Sağlık eski bakanı Akdağ, domuz gribi süreci ve aşı siparişleri ile ilgili olarak şunları söyledi: “Domuz gribinde biz çok miktarda aşı yapmayı planlamıştık, 3 milyon kişiye aşı yapabildik. Ancak dünyada bir aşı karşıtlığı gelişti. Türkiye’de ise Sayın Cumhurbaşkanımızın bildiğiniz grup konuşması yaşandı. Böyle olunca sözleşme yaptığımız diğer aşıları satın almadık. Toplamda 6 milyon doz aşı satın aldık, 3 milyonunu yaptık, 3 milyonunu da virüs mutasyona uğrar ve daha tehlikeli hale gelirse ücretsiz değiştirilmek kaydıyla rezerve koyduk. Aldığımız aşı yekûnu bu. ‘40 milyon doz’ firmalarla görüşmeleri yapılan dozdu, satın alınan doz değil…”

Domuz gribi aşılarına hâlâ inandığını belirten Akdağ, aşılar konusunda çok kararlı ve mutlaka yapılması gerektiği kanaatinde. Biz ise Akdağ’a katılmıyoruz. Çünkü aşı meselesi anlık değerlendirilebilecek bir mesele değil. Türkiye’nin Bakanını ‘tehdit’ edebilecek kadar cüretkârların ürettiği aşıları millete uygulamak ha!

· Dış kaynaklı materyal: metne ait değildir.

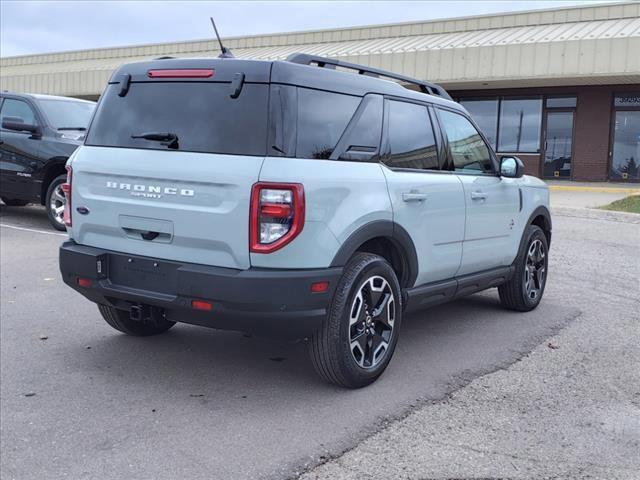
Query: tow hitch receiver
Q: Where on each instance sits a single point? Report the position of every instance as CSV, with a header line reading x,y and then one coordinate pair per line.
x,y
145,313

  • Recep Akdağ, bizim tereddütlerimize yönelik şunları söyledi: “Ben, sizin tereddütlerinizi çok iyi anlıyorum, ortada bir alavere dalavere varsa buna hep birlikte bakalım.”

Aslında ortada bir alavere dalavere varsa değil, alenen var. Aşı prospektüslerine baktığımızda, maymun hücresinden insan DNA’sına, alüminyum ve cıva gibi ağır metallerden kanserojen formaldehitlere dek olmayan yok. Bir Müslüman bunlara nasıl rıza gösterebilir?

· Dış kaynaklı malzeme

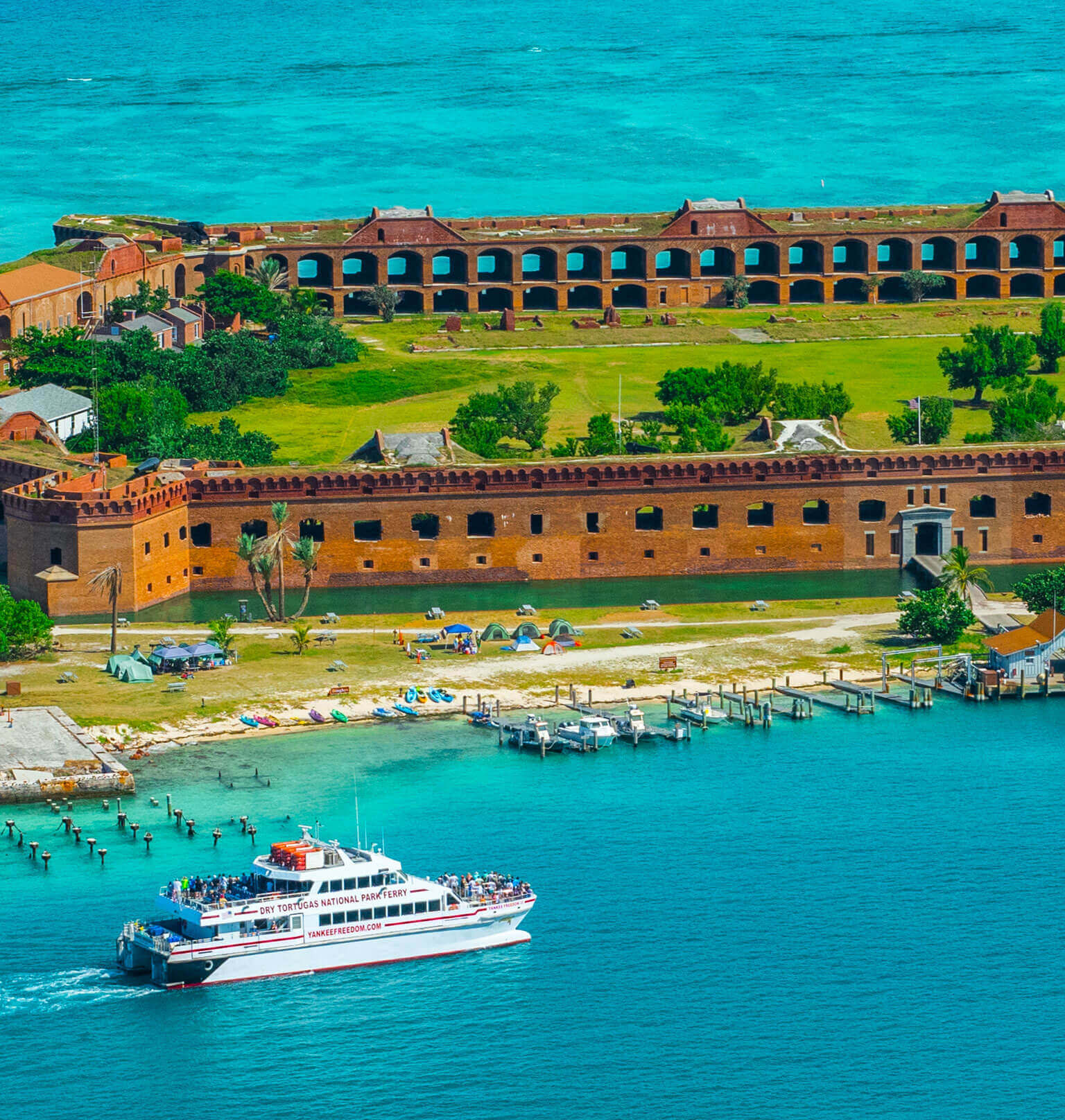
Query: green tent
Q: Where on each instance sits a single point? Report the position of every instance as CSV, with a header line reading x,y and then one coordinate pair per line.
x,y
135,672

Kaldı ki, Sağlık Bakanlığı’nın aşı olmayan çocuklar ve aşı olanlarla ilgili ortaya çıkan karşılaştırmalı sıhhat, engellilik ve kısırlık tablosu var mıdır? Varsa lütfen yayınlasınlar.

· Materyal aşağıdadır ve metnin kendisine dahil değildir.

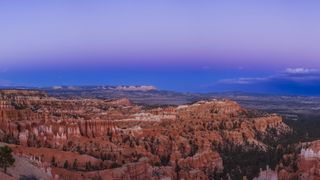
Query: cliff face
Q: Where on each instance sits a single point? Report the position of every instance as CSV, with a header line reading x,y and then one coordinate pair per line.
x,y
120,139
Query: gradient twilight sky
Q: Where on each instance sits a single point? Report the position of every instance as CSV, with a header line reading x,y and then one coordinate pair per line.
x,y
201,46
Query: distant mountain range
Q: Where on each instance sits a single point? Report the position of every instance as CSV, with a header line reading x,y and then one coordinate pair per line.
x,y
287,105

Asıl Mesele, Kafa Yapısı Sorunu

  • Her salgın veya salgın oyununda ‘aşı yapıyoruz’ deyip, ardından 40 milyon doz ön görüşme yapmak, insanlığa aşıyı öğretmiş milletin çocuklarına yaraşır mı? Elbette aşıya toptan karşı değiliz. Ancak eğer bugünkü muhtevadaki, bırakınız nano aşıları, biyoteknoloji (rekombinand DNA) ile yapılan aşıları babam yapsa olmam.

Mesele sadece Türkiye’nin aşı yapıp yapmaması, aşı sipariş edip etmemesi de değil. Asıl mesele, kafa yapısı sorunu ve zamane gelişmelerini zararsız kabul edip balıklama dalmak. İnsanlığı kendileri ve goyimler diye tasnif eden, millî hasletleri hırsızlık olan, zulmü meslek edinmiş ve insanlıktan öç almak için şeytandan daha aşağılık fiilleri işleyenlerin teknoloji ve aşılarından medet uman Müslümanlar için söyleyecek hayırlı bir sözümüz de yok.

Ahir kelamımız şudur ki; maske takmıyorum takmayacağım. Aşı olmuyorum olmayacağım. Kimse zorla taktıramaz ve yaptıramaz.